Stocks skyrocketed in Japan on Tuesday, as a number of events fueled investor bullishness. The nation’s Cabinet Office reported that machinery orders declined by a less-than-expected 2.7 percent in June after falling 10.5 percent in May. Economists had been anticipating a 7 percent drop in June.
Investors were particularly excited by a news report which indicated that Prime Minister Shinzo Abe is considering a corporate tax cut to offset any adverse economic consequences which could result from the planned “consumption tax” which is basically a value-added tax. The yen weakened to 97.54 per dollar before the closing bell in Tokyo. A weaker yen causes Japanese exports to be more competitively priced in foreign markets (NYSEARCA:FXY). The Nikkei 225 Stock Average skyrocketed 2.57 percent to 13,867 (NYSEARCA:EWJ).
In China, stocks continued to advance on the Shanghai Stock Exchange with momentum from Friday’s industrial production report as well as news that the government will be relaxing its stance against real estate development.
Shares in Hong Kong made a stronger move following the good news from Japan concerning a corporate tax rate cut. The Shanghai Composite Index advanced 0.23 percent to close at 2,106 (NYSEARCA:FXI). Hong Kong’s Hang Seng Index jumped 1.21 percent to finish the session at 22,541 (NYSEARCA:EWH).
In Europe, the ZEW Centre for European Economic Research reported that the ZEW Indicator of Economic Sentiment for Germany rose by 5.7 points in August to 42.0 — its highest reading since March. Economists were expecting a less-significant increase to 39.9. The respective indicator for the Eurozone rose by 11.2 points to 44.0 (NYSEARCA:VGK).

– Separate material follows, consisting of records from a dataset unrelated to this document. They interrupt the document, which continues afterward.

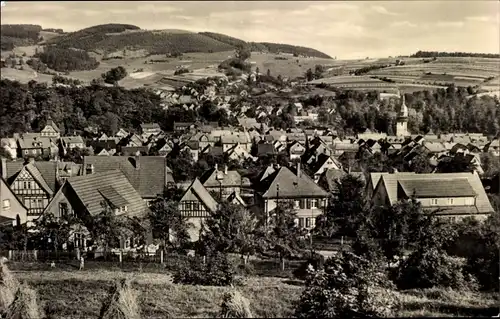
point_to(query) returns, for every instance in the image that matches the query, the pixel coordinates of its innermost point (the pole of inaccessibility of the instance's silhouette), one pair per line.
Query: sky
(345, 29)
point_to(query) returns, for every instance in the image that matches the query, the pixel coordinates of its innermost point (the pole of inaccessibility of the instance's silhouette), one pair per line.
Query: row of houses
(127, 185)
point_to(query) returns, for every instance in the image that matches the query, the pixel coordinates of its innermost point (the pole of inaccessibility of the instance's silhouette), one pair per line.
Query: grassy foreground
(79, 294)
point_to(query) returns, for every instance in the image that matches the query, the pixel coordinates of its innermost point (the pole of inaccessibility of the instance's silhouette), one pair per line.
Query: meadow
(69, 293)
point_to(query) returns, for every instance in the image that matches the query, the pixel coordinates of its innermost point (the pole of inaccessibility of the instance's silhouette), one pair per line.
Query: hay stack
(8, 287)
(234, 305)
(25, 305)
(121, 303)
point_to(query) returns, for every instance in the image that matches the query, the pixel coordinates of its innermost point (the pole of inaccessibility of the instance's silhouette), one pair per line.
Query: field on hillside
(71, 294)
(479, 72)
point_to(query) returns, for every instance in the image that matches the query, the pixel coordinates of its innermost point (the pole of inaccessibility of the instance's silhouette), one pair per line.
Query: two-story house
(9, 145)
(12, 210)
(283, 185)
(149, 175)
(323, 163)
(90, 195)
(50, 130)
(295, 150)
(33, 145)
(71, 142)
(196, 205)
(148, 129)
(223, 182)
(35, 183)
(454, 195)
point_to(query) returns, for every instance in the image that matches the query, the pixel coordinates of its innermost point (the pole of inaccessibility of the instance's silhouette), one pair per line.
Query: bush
(433, 268)
(217, 272)
(316, 262)
(114, 75)
(121, 303)
(8, 287)
(25, 305)
(234, 305)
(347, 286)
(181, 71)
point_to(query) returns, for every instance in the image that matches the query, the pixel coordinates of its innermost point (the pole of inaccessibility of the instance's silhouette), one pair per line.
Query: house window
(63, 209)
(6, 204)
(314, 203)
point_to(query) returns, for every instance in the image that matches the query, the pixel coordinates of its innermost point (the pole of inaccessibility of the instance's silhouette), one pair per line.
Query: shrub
(8, 287)
(433, 268)
(218, 271)
(316, 262)
(181, 71)
(347, 286)
(25, 305)
(234, 305)
(114, 75)
(121, 303)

The Euro STOXX 50 Index finished Tuesday’s session with a 0.51 percent advance to 2,841 –rising further above its 50-day moving average of 2,694. Its Relative Strength Index is 71.29. Most investors consider an RSI above 70 as an “overbought” signal (NYSEARCA:FEZ).
Technical indicators revealed that the S&P 500 continued to climb above its 50-day moving average of 1,653 after finishing Tuesday’s session with a 0.28 percent advance to 1,694. At this point, bears are hoping to see the formation of a head-and-shoulders pattern on the S&P chart. Its Relative Strength Index rose from 55.39 to 57.71. The MACD is below the signal line and both are on a downward trajectory, suggesting a decline.
For Tuesday, all sectors were in positive territory except for the utilities sector, which fell 0.54 percent. The consumer discretionary sector was flat on the day.
Consumer Discretionary (NYSEARCA:XLY): unchanged
Technology: (NYSEARCA:XLK): +0.68 percent
Industrials (NYSEARCA:XLI): +0.44 percent
Materials: (NYSEARCA:XLB): +0.36 percent
Energy (NYSEARCA:XLE): +0.18 percent
Financials: (NYSEARCA:XLF): +0.49 percent
Utilities (NYSEARCA:XLU): -0.54 percent
Health Care: (NYSEARCA:XLV): +0.37 percent
Consumer Staples (NYSEARCA:XLP): +0.07 percent
Bottom line: A “good enough” report on July retail sales combined with some comforting words about the dreaded taper from Atlanta Fed President Dennis Lockhart to push stocks moderately into positive territory on Tuesday. We’re well into the “dog days of summer” and the big economic news for the week will come on Thursday. Markets remain overbought and overvalued and subject to the “Fedspeak” of the day.